Kapolsek Cangkringan AKP Suwanto, Rabu (13/11/2024), menceritakan korban dilarikan ke Rumah Sakit Umum Pusat (RSUP) dr Sardjito, Yogyakarta, untuk menjalani operasi.
Berawal Korban dan Pitbull Saling Kaget
Suwanto mengungkapkan insiden tersebut berawal saat Z mengajak anjingnya ke Kali Gendol. Di sana mereka bertemu dengan Anggoro yang tengah membawa sabit.
Karena kaget, Anggoro tidak sengaja mengayunkan sabitnya dan melukai jari anjing itu hingga putus.
Terluka, Pitbull milik Z menjadi agresif dan berusaha menyerang A. Si pemilik, papar Suwanto, sebenarnya sudah berusaha menahan anjingnya. Namun meski tali kekang si Pitbull sudah ditarik, anjing itu tetap bisa menjangkau korban. Akibatnya, telinga korban putus separuh karena digigit.
Puskeswan (Pusat Kesehatan Hewan) Cangkringan kemudian melakukan pendampingan selama 14 hari untuk mengetahui apakah anjing itu menyerang karena ada rabies atau karena perlawanan. Dugaan sementara bukan karena rabies, tapi karena Pitbull merasa terancam.
Kasus pun berakhir dengan damai. Z, sang pemilik Pitbull, disebut memberikan tali asih kepada korban Anggoro.

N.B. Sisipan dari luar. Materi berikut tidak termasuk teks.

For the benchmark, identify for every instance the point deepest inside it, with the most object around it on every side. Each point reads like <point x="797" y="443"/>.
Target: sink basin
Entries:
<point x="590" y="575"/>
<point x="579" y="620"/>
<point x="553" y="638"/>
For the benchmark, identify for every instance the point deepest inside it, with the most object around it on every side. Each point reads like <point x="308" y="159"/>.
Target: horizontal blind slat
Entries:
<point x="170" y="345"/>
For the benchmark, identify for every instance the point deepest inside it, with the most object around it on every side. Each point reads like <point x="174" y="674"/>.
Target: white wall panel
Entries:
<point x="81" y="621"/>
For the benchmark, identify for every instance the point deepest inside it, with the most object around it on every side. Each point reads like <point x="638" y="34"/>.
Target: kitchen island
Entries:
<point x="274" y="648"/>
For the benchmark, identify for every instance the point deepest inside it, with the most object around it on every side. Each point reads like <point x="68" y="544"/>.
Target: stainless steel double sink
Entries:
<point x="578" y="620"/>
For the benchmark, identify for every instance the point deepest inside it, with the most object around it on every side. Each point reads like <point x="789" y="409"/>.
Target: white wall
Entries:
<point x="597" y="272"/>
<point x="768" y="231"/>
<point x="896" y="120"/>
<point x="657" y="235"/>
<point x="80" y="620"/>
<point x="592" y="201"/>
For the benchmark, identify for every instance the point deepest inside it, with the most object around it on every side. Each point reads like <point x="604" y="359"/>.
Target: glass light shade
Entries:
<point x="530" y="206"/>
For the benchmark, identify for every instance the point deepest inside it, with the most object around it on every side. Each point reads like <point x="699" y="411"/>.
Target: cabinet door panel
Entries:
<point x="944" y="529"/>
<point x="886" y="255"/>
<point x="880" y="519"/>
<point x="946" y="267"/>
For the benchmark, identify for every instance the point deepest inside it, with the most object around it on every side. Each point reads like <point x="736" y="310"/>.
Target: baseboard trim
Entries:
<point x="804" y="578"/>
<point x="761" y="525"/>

Ternyata perlakuan terhadap Anggoro dan Pitbull pun relatif sama. Anggoro menjalani operasi di RSUP dr Sardjito, Pitbull menjalani operasi di sebuah klinik hewan. Terhadap Pitbull, Puskeswan bahkan melakukan pendampingan selama 14 hari.
Alhasil, perlakuan manusia terhadap manusia dan hewan relatif sama. Artinya, perikehawanan masyarakat Indonesia sudah sedemikian majunya, sehingga tak jarang perikehewanan disejajarkan dengan perikemanausiaan.
Mengapa polisi tidak membuka peluang untuk menjerat Z si pemilik Pitbull dengan pasal pidana, misalnya kelalaian yang menyebabkan orang lain celaka?
Z disebut sudah menarik tali kekang Pitbull, namun anjing kesayangannya itu tetap bisa menjangkau telinga atau kuping Anggoro.
Itu analog dengan seorang supir mobil pribadi yang sudah menginjak rem, tetapi tetap menabrak pejalan kaki dan menyebabkan korban cedera. Sang supir bisa menjadi tersangka dan dipidana.
Sekali lagi, mengapa polisi tidak membuka peluang untuk menjerat Z dengan pasal pidana?